Congenital deformity in F 3 offspring. We produced F 3 offspring using sperm from F 2 mice and wild-type oocytes. After Caesarean section, we found that GS-F 3 offspring were heavier than control-F 3 mice (Figure 1B). Litter size and body/placental ratio were comparable among the 3 groups (Figure 1B and Supplemental Table 1). Anophthalmia and hydrocephalus were similarly observed in ICSI-F 3 mice (1.8%; Figure 1E). Moreover, ICSI-F 3 and GS-F 3 offspring showed severe defects, with missing head and limbs (Figure 1E). Anophthalmia was found in control-F 3 offspring (Figure 1E). To examine whether natural mating can erase abnormalities, we crossed ICSI-F 2 male and female mice with normal appearance. However, natural mating produced 1 mouse with microphthalmia and 1 with hydrocephalus (Figure 1F). COBRA of tail DNA did not show apparent abnormalities in DNA methylation levels (Supplemental Figure 2C). These results suggested that congenital abnormalities occur in the subsequent generations.

Analysis of spermatogenesis and SSCs in F 1 mice.
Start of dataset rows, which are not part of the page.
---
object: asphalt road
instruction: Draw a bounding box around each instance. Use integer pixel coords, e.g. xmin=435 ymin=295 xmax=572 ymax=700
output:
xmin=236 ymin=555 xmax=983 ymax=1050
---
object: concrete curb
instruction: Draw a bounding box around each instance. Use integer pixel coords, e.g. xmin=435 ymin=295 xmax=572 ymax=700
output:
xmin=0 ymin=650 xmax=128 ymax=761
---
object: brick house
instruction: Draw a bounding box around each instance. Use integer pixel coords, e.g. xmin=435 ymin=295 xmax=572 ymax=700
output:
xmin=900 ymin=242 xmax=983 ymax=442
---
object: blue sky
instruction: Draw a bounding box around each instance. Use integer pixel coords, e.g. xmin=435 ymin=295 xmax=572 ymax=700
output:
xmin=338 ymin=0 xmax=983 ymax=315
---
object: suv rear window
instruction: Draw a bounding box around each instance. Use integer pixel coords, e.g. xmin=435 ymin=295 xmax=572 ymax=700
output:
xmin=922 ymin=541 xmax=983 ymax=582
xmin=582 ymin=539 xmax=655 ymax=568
To understand the mechanism of transmission of abnormal phenotype, we performed immunostaining of ICSI-F 1 and control-F 1 mouse testes (Figure 4A). We used antibodies against the regions of histone H3 containing the dimethylated lysine 4 (H3K4me2), dimethylated lysine 9 (H3K9me2), dimethylated lysine 27 (H3K27me2), trimethylated lysine 27 (H3K27me3), demethylated lysine 36 (H3K36me2), and dimethylated lysine 79 (H3K79me2). Immunostaining pattens were similar to results reported in previous studies (29–31). However, there were no obvious differences in staining patterns between the 2 groups.
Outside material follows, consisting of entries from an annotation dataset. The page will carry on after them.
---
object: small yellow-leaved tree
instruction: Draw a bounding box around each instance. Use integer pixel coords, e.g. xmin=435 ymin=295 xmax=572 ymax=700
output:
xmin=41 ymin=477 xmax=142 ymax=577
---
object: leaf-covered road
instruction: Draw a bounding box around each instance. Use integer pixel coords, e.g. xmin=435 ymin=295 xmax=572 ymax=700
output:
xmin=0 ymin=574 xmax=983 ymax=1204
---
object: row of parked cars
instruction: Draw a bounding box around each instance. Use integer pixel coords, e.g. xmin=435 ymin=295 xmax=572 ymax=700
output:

Figure 4 Analysis of spermatogenesis and GS cells derived from F 1 mice. (A) Immunostaining of F 1 testes using antibodies against H3K4me2, H3K9me2, H3K27me2, H3K27me3, H3K36me2, and H3K79me2. One hundred cells in 5 tubules of 3 mice were analyzed per group. Each antigen was assessed using a single antibody. Signal intensity in PNA+ cells was measured. H3K9me2 was omitted for quantification because PNA+ cells did not show H3K9me2 signals. Scale bar: 30 μm. (B) A scatter plot with a list of genes, showing correlation of the DNA methylation data at individual CpG sites in gene promoters (n = 4). Methylation statuses at 237,680 CpG sites were covered. The numbers of identified hypermethylated sites and hypomethylated sites in ICSI-F 1 compared with control-F 1 GS cells are shown in red and blue, respectively, along with the percentage of commonly covered sites. Red or blue lines indicate 20% increased methylation levels or 20% decreased methylation levels in ICSI-F 1 GS cells, respectively. The dashed line indicates the linear regression line. Up, upregulation; Down, downregulation. (C) A scatter plot of gene expression by RNA-Seq (n = 4). (D) Real-time PCR analysis of F 1 GS cells (n = 3). See Supplemental Tables 6 and 7 for details.

To study gene expression in the germline directly, we derived GS cells from ICSI-F 1 and control-F 1 mice. GS cells were derived by collecting CD9-expressing spermatogonia from mature testes by magnetic cell sorting. These cells are enriched for SSCs (32). The morphology and growth characteristics of ICSI-F 1 and control-F 1 GS cells did not show apparent differences. To study the genomic imprinting in both types of GS cells, we performed COBRA. However, all of them showed the same androgenetic DNA methylation patterns (Supplemental Figure 2D).

We then used the reduced representation bisulfite sequencing method to verify the overall genomic methylation (Figure 4B). Of the 237,680 covered CpG sites, our analysis identified 143 (0.06% of commonly covered sites) hypermethylated sites and 19 (0.008% of commonly covered sites) hypomethylated sites in the ICSI-F 1 versus the control-F 1 GS cells (>20% change, R2 = 0.9581) (Supplemental Table 2). Gene ontology analysis failed to detect significant association with specific biological functions. Moreover, we were not able to find significant differences in DNA methylation patterns for imprinted genes (Supplemental Figure 6).